Ложная автаркия; пред-видение как реальный фрагмент
Прекрасное часто "закруглено": прекрасному образу не пристало выглядеть незавершенным. Незавершенное является для него внешним, чужеродным, и художник, который не доводит свое дело до конца, несчастен. Это совершенно верно и само собой разумеется постольку, поскольку речь идет о достаточной силе формы. Источником художественного мастерства является умение, знающее свое дело и стремящeecя полностью его исполнить. Но именно из-за неизолированности исполнения необходимо постоянно иметь в виду угрозу со стороны того художественного мастерства, которое порождено не умением, а частичной включенностью в чистую видимость, которой обладает даже предвидение. Чистая видимость довольствуется прелестью симпатизирующего созерцания и его изображения, каким бы воображаемым ни было в некоторых случаях изображаемое. Да, воображаемое, или ставшее воображаемым, может чистой видимости особую декоративную закругленность, такую, при которой серьезность дела, как минимум, нарушает красиво налаженную игру, а то и вовсе ее обрывает.

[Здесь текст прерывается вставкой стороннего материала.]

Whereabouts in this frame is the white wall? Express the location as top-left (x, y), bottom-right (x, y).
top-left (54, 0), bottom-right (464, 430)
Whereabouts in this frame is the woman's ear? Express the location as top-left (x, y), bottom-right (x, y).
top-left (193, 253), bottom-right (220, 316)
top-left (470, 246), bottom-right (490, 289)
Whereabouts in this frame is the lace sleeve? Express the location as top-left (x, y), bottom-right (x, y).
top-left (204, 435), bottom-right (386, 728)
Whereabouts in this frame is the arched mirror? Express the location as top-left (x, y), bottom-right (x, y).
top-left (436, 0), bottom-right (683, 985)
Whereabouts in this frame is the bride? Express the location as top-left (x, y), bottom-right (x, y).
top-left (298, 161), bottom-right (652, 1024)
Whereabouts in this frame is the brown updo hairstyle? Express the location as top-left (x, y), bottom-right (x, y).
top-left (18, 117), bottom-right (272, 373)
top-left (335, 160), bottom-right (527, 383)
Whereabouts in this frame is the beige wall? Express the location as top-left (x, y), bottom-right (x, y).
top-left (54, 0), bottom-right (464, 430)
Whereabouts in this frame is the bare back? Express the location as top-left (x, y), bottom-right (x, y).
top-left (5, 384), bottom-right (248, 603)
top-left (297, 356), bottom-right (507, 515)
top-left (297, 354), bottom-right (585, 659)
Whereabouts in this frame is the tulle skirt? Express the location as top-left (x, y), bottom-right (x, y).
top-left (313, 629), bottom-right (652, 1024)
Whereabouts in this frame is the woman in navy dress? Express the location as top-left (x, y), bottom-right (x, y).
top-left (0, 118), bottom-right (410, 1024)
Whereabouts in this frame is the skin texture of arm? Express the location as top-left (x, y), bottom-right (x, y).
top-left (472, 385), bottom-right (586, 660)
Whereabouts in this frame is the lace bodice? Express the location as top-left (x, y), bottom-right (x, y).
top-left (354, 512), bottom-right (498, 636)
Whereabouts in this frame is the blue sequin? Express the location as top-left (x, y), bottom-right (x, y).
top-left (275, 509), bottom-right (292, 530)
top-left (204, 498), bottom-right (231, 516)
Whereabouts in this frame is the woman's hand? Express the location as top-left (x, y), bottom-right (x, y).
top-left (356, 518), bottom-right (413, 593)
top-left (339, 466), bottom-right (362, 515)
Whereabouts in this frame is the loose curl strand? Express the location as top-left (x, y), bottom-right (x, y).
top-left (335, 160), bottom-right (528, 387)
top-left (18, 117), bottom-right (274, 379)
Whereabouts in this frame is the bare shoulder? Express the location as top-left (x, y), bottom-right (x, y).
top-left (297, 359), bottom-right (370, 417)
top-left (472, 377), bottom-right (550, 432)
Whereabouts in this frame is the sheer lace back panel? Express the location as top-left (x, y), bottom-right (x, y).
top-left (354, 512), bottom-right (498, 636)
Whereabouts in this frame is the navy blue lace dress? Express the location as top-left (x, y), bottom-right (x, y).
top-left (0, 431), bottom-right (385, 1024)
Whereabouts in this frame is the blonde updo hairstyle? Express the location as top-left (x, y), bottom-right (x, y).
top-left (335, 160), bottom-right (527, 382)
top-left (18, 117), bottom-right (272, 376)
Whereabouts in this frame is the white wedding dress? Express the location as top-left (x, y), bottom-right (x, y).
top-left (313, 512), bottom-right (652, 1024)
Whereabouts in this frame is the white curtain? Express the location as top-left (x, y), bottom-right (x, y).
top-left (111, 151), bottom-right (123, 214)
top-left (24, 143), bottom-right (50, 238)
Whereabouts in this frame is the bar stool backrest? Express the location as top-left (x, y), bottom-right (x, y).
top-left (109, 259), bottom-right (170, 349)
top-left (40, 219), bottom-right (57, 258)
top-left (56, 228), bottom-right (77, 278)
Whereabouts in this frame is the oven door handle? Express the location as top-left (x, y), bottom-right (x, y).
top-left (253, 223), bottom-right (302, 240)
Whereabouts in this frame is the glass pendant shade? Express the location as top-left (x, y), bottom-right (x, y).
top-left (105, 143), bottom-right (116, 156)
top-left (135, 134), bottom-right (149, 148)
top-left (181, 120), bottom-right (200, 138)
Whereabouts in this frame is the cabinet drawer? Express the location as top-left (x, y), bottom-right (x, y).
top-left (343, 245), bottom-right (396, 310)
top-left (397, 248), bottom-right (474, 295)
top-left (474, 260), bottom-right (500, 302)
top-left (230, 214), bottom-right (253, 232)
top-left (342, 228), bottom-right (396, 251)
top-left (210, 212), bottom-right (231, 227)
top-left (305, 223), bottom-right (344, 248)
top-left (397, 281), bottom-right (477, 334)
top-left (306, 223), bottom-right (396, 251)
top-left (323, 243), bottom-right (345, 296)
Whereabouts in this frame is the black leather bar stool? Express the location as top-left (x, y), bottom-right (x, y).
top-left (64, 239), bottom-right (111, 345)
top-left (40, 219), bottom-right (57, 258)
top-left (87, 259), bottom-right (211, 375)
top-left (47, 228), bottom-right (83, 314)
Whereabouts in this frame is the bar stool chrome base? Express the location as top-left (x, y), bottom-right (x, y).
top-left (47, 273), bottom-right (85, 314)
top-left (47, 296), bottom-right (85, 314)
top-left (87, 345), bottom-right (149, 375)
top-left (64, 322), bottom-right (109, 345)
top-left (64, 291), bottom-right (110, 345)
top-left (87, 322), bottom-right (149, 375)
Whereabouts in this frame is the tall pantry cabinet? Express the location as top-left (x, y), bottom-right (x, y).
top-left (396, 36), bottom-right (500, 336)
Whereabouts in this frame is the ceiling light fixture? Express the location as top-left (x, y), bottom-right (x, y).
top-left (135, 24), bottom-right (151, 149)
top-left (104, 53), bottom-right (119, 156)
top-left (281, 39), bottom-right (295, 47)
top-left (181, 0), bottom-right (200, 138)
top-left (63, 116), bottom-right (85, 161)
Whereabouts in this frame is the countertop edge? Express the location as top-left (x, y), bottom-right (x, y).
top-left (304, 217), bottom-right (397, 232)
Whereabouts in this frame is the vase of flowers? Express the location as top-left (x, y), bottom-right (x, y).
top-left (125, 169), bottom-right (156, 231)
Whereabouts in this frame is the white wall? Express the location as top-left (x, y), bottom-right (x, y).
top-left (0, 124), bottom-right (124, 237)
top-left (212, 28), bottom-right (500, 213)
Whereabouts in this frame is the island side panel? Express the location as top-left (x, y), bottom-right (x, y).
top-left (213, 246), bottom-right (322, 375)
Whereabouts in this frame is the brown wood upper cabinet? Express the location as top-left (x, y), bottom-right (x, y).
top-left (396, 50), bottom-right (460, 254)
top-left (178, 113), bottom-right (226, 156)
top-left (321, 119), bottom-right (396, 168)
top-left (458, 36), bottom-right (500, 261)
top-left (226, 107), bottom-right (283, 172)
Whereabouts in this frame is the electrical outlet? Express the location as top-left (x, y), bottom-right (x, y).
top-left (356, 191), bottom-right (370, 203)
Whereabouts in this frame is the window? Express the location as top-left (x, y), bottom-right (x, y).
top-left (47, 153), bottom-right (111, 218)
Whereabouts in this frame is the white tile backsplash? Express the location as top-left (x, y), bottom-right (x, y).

Именно благодаря тому, что чистая видимость с особой легкостью и ирреальностью позволяет комбинировать образы, она обеспечивает ту самую поверхностную взаимосвязь, которая нимало не заинтересована в наличии вещи по ту сторону плоской иллюзии. Неверие в изображенные вещи может быть подспорьем для безмятежной иллюзии, причем даже в большей степени, чем скепсис. Это проявилось в ренессансной живописи по отношению к античным богам, при изображении которых художнику не приходилось опасаться непочтительного обращения со святынями; несколько позже то же самое произошло в мифологически стилизованной поэзии. Так, Камоэнс в "Лузиадах" заставляет богиню Фемиду произнести иронично и в блестящих стихах:
"Ведь я, Сатурн, и Марс — воитель знатный,
Седой Юпитер — громовержец строгай —
Лишь вымысел дней давних, невозвратных
И только в небе есть для нас чертоги.
В честь нас поэты звезды нарекают
И нами стих извечно украшают"6.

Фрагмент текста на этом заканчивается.